Monday, June 15, 2015

John Crowley, The Girlhood of Shakespeare's Heroines (2002)

This intriguingly-titled novella was published as a stand-alone volume, but it's expensive and hard to find. Better to buy the volume of the literary journal Conjunctions, where it first appeared. Available as an ebook, even!

The introduction to the journal is quite defensive about devoting a whole issue to genre material; frankly, if the readers were as provincial and hidebound as this makes them look, I feel embarrassed for them. The odd thing, though, is that The Girlhood of Shakespeare's Heroines isn't even vaguely a “genre” story; it's a purely realistic narrative. One can only imagine that Crowley's reputation preceded him to the extent where anything he wrote was considered a priori fantasy/SF. Weird.

It's a pretty simple tale, really: a teenage theater nerd in the midwest gets a summer internship with a nearby Shakespeare festival; there, he meets a girl, Harriet, with whom he has a quasi-romance. The festival's eccentric backer introduces the interns to the wonderful world of Shakespeare authorship conspiracy theories, and he pokes around for a while at such things. There's a bit of biographical detail about Delia Bacon, an early theorist. Years later, he and Harriet reconnect on different terms.
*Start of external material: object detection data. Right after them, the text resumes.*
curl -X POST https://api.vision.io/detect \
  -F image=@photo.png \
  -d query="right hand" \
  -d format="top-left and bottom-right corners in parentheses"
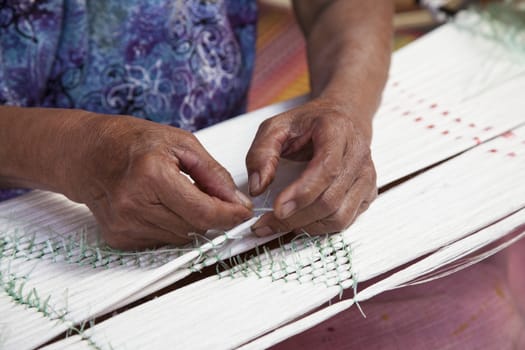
top-left (62, 113), bottom-right (252, 249)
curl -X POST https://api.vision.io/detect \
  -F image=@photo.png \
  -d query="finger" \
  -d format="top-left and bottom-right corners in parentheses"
top-left (252, 174), bottom-right (377, 236)
top-left (174, 135), bottom-right (252, 209)
top-left (274, 120), bottom-right (352, 219)
top-left (157, 168), bottom-right (252, 230)
top-left (296, 176), bottom-right (377, 235)
top-left (246, 115), bottom-right (289, 196)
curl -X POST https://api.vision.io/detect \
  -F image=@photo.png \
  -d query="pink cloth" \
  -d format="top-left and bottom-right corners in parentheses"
top-left (275, 239), bottom-right (525, 350)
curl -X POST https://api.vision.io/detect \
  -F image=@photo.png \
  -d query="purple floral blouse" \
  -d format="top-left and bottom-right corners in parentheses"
top-left (0, 0), bottom-right (257, 200)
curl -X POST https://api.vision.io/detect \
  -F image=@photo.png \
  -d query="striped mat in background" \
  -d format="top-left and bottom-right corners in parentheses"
top-left (248, 2), bottom-right (432, 111)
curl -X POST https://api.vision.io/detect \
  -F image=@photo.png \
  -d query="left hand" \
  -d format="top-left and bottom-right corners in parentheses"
top-left (246, 98), bottom-right (377, 236)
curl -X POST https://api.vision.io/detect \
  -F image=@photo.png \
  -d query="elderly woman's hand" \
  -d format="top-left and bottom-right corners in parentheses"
top-left (64, 115), bottom-right (252, 249)
top-left (0, 106), bottom-right (252, 249)
top-left (246, 99), bottom-right (377, 236)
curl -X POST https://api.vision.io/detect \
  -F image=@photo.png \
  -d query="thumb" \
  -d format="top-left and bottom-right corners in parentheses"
top-left (177, 140), bottom-right (252, 209)
top-left (246, 119), bottom-right (288, 196)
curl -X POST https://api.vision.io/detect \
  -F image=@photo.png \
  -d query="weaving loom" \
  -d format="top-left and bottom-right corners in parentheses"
top-left (0, 9), bottom-right (525, 349)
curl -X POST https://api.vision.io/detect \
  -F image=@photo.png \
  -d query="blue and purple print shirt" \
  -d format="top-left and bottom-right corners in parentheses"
top-left (0, 0), bottom-right (257, 199)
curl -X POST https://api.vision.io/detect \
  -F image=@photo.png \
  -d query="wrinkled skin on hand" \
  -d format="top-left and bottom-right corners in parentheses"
top-left (65, 116), bottom-right (252, 249)
top-left (246, 99), bottom-right (377, 236)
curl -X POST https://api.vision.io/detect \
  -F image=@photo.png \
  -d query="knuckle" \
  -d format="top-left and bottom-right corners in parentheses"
top-left (328, 212), bottom-right (352, 232)
top-left (318, 193), bottom-right (339, 214)
top-left (112, 192), bottom-right (135, 215)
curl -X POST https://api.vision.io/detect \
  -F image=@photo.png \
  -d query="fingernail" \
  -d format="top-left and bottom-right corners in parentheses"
top-left (235, 190), bottom-right (252, 208)
top-left (248, 172), bottom-right (261, 193)
top-left (280, 201), bottom-right (297, 219)
top-left (252, 226), bottom-right (273, 237)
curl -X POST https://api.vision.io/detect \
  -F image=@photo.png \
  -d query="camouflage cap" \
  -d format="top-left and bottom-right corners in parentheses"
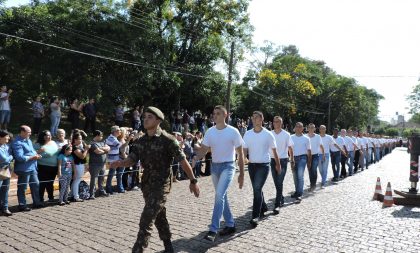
top-left (144, 106), bottom-right (165, 120)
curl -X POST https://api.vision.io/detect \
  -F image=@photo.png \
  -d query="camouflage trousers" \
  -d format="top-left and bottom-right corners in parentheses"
top-left (132, 189), bottom-right (171, 253)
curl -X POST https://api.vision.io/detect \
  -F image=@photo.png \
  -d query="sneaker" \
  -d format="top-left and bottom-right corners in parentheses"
top-left (2, 209), bottom-right (13, 216)
top-left (18, 206), bottom-right (32, 212)
top-left (219, 227), bottom-right (236, 236)
top-left (204, 231), bottom-right (217, 242)
top-left (249, 218), bottom-right (258, 228)
top-left (163, 240), bottom-right (175, 253)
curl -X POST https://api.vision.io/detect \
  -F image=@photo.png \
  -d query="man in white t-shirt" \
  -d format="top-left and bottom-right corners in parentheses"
top-left (244, 111), bottom-right (281, 227)
top-left (306, 123), bottom-right (325, 191)
top-left (341, 129), bottom-right (357, 178)
top-left (291, 122), bottom-right (312, 204)
top-left (319, 125), bottom-right (341, 189)
top-left (195, 105), bottom-right (244, 241)
top-left (0, 85), bottom-right (13, 130)
top-left (270, 116), bottom-right (294, 214)
top-left (330, 128), bottom-right (347, 182)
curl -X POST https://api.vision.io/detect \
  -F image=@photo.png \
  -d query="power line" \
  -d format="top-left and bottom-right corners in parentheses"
top-left (0, 32), bottom-right (209, 79)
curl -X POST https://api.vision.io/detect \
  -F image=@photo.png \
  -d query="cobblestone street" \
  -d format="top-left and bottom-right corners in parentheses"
top-left (0, 148), bottom-right (420, 253)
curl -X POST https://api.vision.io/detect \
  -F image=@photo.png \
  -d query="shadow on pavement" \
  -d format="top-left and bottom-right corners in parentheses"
top-left (172, 210), bottom-right (252, 253)
top-left (392, 206), bottom-right (420, 219)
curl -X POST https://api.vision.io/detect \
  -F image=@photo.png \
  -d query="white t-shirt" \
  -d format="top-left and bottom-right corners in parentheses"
top-left (270, 130), bottom-right (293, 159)
top-left (330, 136), bottom-right (344, 152)
top-left (341, 136), bottom-right (354, 151)
top-left (306, 134), bottom-right (324, 155)
top-left (321, 134), bottom-right (337, 154)
top-left (359, 137), bottom-right (367, 149)
top-left (244, 128), bottom-right (276, 163)
top-left (291, 134), bottom-right (311, 156)
top-left (0, 92), bottom-right (10, 111)
top-left (202, 125), bottom-right (243, 163)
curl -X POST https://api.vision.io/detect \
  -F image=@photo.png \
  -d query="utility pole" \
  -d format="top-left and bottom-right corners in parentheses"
top-left (327, 98), bottom-right (331, 133)
top-left (226, 41), bottom-right (235, 123)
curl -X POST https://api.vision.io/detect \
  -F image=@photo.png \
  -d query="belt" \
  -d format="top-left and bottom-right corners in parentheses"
top-left (213, 161), bottom-right (234, 164)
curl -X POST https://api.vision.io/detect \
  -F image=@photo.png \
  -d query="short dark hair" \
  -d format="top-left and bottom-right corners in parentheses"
top-left (93, 130), bottom-right (103, 137)
top-left (0, 129), bottom-right (10, 138)
top-left (214, 105), bottom-right (227, 114)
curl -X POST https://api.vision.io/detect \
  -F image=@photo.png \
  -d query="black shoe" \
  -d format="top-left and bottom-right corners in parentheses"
top-left (219, 227), bottom-right (236, 236)
top-left (249, 218), bottom-right (258, 228)
top-left (2, 209), bottom-right (13, 216)
top-left (18, 206), bottom-right (32, 212)
top-left (32, 203), bottom-right (45, 209)
top-left (163, 240), bottom-right (174, 253)
top-left (204, 231), bottom-right (217, 242)
top-left (99, 192), bottom-right (109, 197)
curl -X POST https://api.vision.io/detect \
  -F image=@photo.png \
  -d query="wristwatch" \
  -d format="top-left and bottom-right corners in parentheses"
top-left (190, 178), bottom-right (198, 184)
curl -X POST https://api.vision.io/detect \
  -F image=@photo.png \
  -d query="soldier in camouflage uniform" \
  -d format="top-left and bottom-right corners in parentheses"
top-left (111, 107), bottom-right (200, 252)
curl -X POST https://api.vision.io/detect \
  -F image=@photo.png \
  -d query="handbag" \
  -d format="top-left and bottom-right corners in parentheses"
top-left (0, 166), bottom-right (12, 180)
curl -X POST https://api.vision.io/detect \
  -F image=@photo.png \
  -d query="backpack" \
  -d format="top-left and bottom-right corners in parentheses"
top-left (79, 180), bottom-right (90, 200)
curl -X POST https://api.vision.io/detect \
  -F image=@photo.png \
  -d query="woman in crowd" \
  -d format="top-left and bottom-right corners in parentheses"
top-left (55, 128), bottom-right (70, 149)
top-left (0, 130), bottom-right (13, 216)
top-left (34, 130), bottom-right (60, 203)
top-left (192, 131), bottom-right (203, 177)
top-left (71, 133), bottom-right (90, 202)
top-left (50, 97), bottom-right (61, 136)
top-left (69, 98), bottom-right (83, 129)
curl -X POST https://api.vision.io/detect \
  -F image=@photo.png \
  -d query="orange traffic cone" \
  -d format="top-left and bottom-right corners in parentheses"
top-left (382, 182), bottom-right (394, 207)
top-left (373, 177), bottom-right (382, 200)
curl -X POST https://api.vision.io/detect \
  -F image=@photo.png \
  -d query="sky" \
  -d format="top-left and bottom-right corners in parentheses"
top-left (6, 0), bottom-right (420, 121)
top-left (249, 0), bottom-right (420, 121)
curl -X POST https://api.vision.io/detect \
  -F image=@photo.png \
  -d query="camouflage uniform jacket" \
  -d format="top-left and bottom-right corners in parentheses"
top-left (128, 128), bottom-right (185, 193)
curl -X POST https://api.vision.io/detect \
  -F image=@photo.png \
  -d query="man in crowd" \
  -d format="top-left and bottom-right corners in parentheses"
top-left (270, 116), bottom-right (294, 214)
top-left (306, 123), bottom-right (325, 191)
top-left (110, 106), bottom-right (200, 253)
top-left (12, 125), bottom-right (43, 211)
top-left (244, 111), bottom-right (281, 227)
top-left (196, 105), bottom-right (244, 241)
top-left (291, 122), bottom-right (312, 203)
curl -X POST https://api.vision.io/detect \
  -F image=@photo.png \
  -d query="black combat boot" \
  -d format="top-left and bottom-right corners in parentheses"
top-left (163, 240), bottom-right (174, 253)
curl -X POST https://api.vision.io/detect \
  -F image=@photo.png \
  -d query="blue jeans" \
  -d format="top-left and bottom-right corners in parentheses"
top-left (292, 155), bottom-right (308, 197)
top-left (0, 178), bottom-right (10, 210)
top-left (375, 148), bottom-right (381, 162)
top-left (318, 153), bottom-right (330, 186)
top-left (271, 158), bottom-right (288, 207)
top-left (15, 171), bottom-right (41, 206)
top-left (331, 151), bottom-right (341, 179)
top-left (50, 115), bottom-right (61, 136)
top-left (309, 154), bottom-right (322, 187)
top-left (0, 110), bottom-right (10, 124)
top-left (365, 148), bottom-right (372, 169)
top-left (210, 162), bottom-right (235, 232)
top-left (347, 151), bottom-right (354, 176)
top-left (248, 163), bottom-right (270, 219)
top-left (106, 168), bottom-right (125, 193)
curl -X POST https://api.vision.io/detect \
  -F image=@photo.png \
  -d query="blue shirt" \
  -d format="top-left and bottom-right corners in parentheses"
top-left (12, 135), bottom-right (37, 173)
top-left (58, 154), bottom-right (74, 175)
top-left (0, 144), bottom-right (13, 168)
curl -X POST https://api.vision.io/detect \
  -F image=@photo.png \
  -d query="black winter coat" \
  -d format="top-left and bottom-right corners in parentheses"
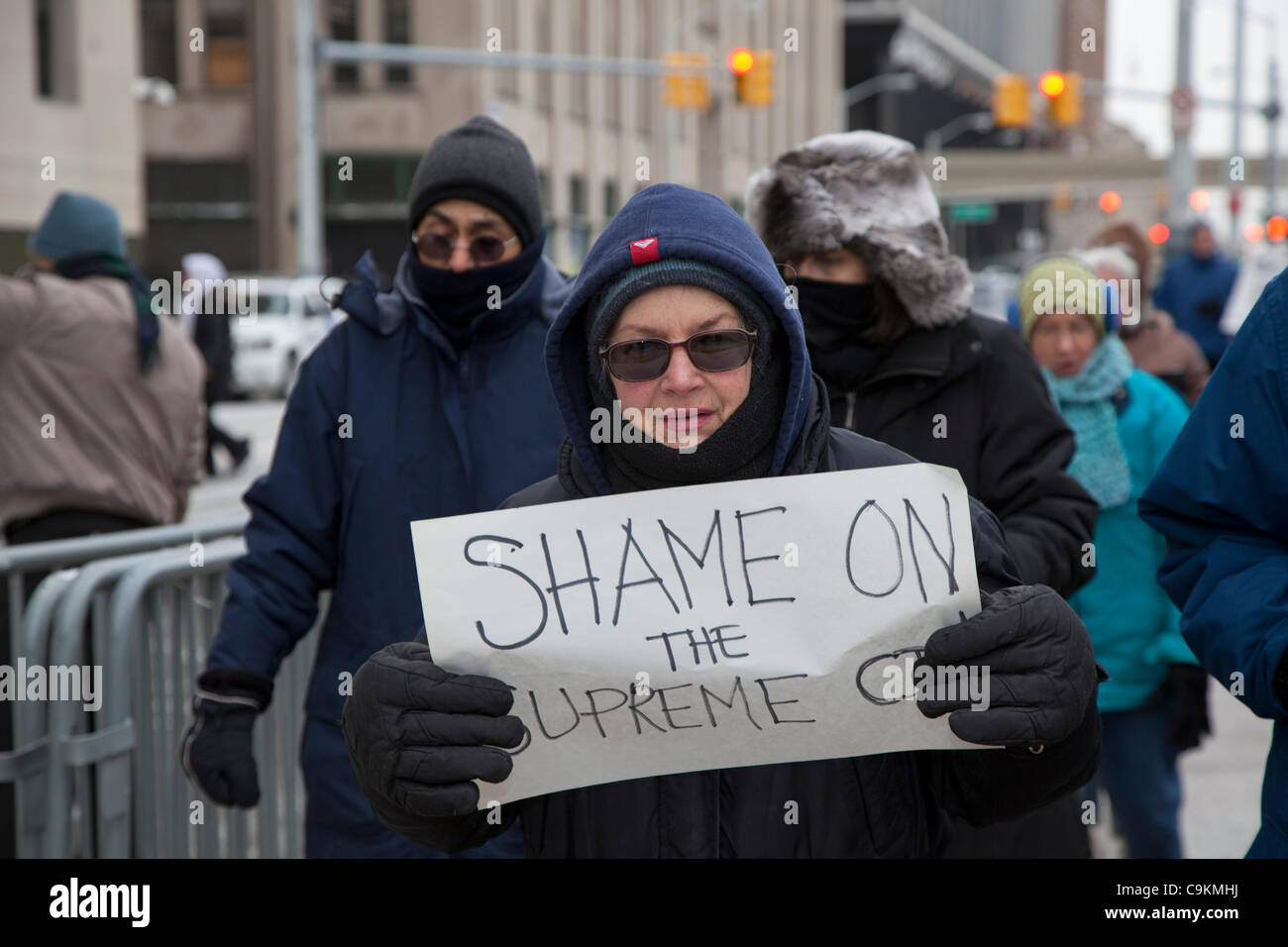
top-left (192, 303), bottom-right (233, 403)
top-left (823, 316), bottom-right (1100, 596)
top-left (396, 377), bottom-right (1100, 858)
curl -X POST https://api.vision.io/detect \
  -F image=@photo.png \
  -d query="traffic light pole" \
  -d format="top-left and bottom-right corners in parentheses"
top-left (1167, 0), bottom-right (1195, 235)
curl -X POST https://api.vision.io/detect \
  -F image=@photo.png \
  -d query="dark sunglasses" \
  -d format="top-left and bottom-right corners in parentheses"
top-left (599, 329), bottom-right (756, 381)
top-left (412, 233), bottom-right (519, 264)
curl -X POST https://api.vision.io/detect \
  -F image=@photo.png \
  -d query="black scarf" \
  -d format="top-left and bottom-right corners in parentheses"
top-left (591, 331), bottom-right (791, 493)
top-left (795, 277), bottom-right (890, 391)
top-left (54, 254), bottom-right (161, 374)
top-left (408, 231), bottom-right (546, 348)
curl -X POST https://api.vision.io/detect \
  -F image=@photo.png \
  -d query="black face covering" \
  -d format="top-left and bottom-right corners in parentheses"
top-left (409, 233), bottom-right (545, 346)
top-left (795, 277), bottom-right (888, 390)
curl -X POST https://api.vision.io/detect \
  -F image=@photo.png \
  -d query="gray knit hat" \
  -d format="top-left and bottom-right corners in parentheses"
top-left (407, 115), bottom-right (542, 246)
top-left (587, 257), bottom-right (773, 390)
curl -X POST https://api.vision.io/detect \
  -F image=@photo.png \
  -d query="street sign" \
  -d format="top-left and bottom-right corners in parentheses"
top-left (948, 204), bottom-right (997, 224)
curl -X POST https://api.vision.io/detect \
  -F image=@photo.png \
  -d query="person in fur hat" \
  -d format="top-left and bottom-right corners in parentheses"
top-left (746, 132), bottom-right (1099, 857)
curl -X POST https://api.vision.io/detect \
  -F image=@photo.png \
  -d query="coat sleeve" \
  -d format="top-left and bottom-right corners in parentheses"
top-left (1140, 273), bottom-right (1288, 721)
top-left (918, 500), bottom-right (1100, 826)
top-left (207, 333), bottom-right (348, 677)
top-left (979, 322), bottom-right (1100, 596)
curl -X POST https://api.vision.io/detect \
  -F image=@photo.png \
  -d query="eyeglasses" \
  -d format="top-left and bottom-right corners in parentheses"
top-left (599, 329), bottom-right (756, 381)
top-left (411, 233), bottom-right (519, 264)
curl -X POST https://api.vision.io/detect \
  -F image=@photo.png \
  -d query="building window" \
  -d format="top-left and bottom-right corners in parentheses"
top-left (139, 0), bottom-right (179, 85)
top-left (604, 3), bottom-right (622, 128)
top-left (568, 174), bottom-right (590, 265)
top-left (536, 0), bottom-right (555, 112)
top-left (635, 0), bottom-right (658, 134)
top-left (205, 0), bottom-right (250, 85)
top-left (385, 0), bottom-right (411, 85)
top-left (326, 0), bottom-right (358, 89)
top-left (568, 0), bottom-right (590, 119)
top-left (496, 0), bottom-right (519, 100)
top-left (36, 0), bottom-right (76, 100)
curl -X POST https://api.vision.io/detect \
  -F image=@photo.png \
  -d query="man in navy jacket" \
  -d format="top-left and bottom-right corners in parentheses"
top-left (183, 116), bottom-right (570, 857)
top-left (1140, 270), bottom-right (1288, 858)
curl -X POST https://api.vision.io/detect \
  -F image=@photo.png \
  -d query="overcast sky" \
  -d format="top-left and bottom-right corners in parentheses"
top-left (1105, 0), bottom-right (1288, 156)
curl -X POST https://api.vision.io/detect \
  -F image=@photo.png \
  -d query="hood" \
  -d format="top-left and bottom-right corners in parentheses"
top-left (747, 132), bottom-right (973, 329)
top-left (546, 184), bottom-right (812, 494)
top-left (335, 249), bottom-right (572, 348)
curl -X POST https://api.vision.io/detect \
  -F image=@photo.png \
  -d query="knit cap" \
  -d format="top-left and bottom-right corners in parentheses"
top-left (1019, 257), bottom-right (1105, 342)
top-left (407, 115), bottom-right (542, 246)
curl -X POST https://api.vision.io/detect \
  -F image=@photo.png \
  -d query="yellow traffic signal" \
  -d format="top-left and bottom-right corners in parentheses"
top-left (662, 53), bottom-right (711, 108)
top-left (1038, 72), bottom-right (1082, 128)
top-left (725, 47), bottom-right (774, 106)
top-left (993, 72), bottom-right (1033, 129)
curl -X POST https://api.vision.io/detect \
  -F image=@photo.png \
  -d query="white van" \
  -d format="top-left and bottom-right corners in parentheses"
top-left (229, 273), bottom-right (345, 398)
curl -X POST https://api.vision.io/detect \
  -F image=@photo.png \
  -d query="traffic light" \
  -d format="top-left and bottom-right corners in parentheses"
top-left (662, 53), bottom-right (711, 108)
top-left (1038, 72), bottom-right (1082, 129)
top-left (725, 47), bottom-right (774, 106)
top-left (993, 72), bottom-right (1033, 129)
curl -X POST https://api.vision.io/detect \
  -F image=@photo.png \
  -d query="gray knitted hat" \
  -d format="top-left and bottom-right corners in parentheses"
top-left (407, 115), bottom-right (542, 246)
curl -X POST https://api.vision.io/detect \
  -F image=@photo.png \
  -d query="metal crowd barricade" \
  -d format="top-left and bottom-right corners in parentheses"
top-left (0, 517), bottom-right (327, 857)
top-left (0, 514), bottom-right (248, 857)
top-left (98, 540), bottom-right (325, 858)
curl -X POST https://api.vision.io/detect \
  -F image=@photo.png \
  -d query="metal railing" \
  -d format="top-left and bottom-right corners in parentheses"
top-left (0, 517), bottom-right (326, 858)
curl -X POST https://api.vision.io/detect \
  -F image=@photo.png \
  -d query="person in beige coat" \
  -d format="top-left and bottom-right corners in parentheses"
top-left (0, 192), bottom-right (206, 858)
top-left (0, 193), bottom-right (205, 543)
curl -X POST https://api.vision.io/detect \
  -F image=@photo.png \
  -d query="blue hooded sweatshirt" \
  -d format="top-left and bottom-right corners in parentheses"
top-left (1140, 263), bottom-right (1288, 858)
top-left (207, 241), bottom-right (570, 857)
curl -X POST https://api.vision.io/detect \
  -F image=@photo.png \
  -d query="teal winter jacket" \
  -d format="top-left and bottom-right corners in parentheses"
top-left (1069, 368), bottom-right (1198, 714)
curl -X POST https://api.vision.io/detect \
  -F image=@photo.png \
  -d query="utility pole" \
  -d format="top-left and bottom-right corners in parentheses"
top-left (1231, 0), bottom-right (1245, 221)
top-left (1262, 58), bottom-right (1280, 217)
top-left (1168, 0), bottom-right (1195, 235)
top-left (295, 0), bottom-right (325, 274)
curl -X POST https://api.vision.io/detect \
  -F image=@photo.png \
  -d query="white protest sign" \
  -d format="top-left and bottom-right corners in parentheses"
top-left (411, 464), bottom-right (987, 808)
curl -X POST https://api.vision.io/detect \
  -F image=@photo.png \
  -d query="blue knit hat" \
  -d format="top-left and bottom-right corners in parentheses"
top-left (27, 191), bottom-right (125, 261)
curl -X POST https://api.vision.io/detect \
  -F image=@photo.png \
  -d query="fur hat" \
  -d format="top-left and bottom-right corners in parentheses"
top-left (747, 132), bottom-right (973, 329)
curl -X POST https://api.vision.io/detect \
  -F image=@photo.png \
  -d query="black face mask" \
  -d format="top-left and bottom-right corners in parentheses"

And that is all. It's a small, low-stakes story, though also mysterious; the thematic connections between the romance and the Shakespeare theorizing and the other part that I didn't mention because it would be sort of spoilery to the extent that anything can be in a story like this are a bit obscure, though one feels that they are there. But the important thing is, it's so beautifully written and sad that you're like to start crying. Crowley is one hell of a writer. It'll take a few hours at most to read this, so what have you got to lose?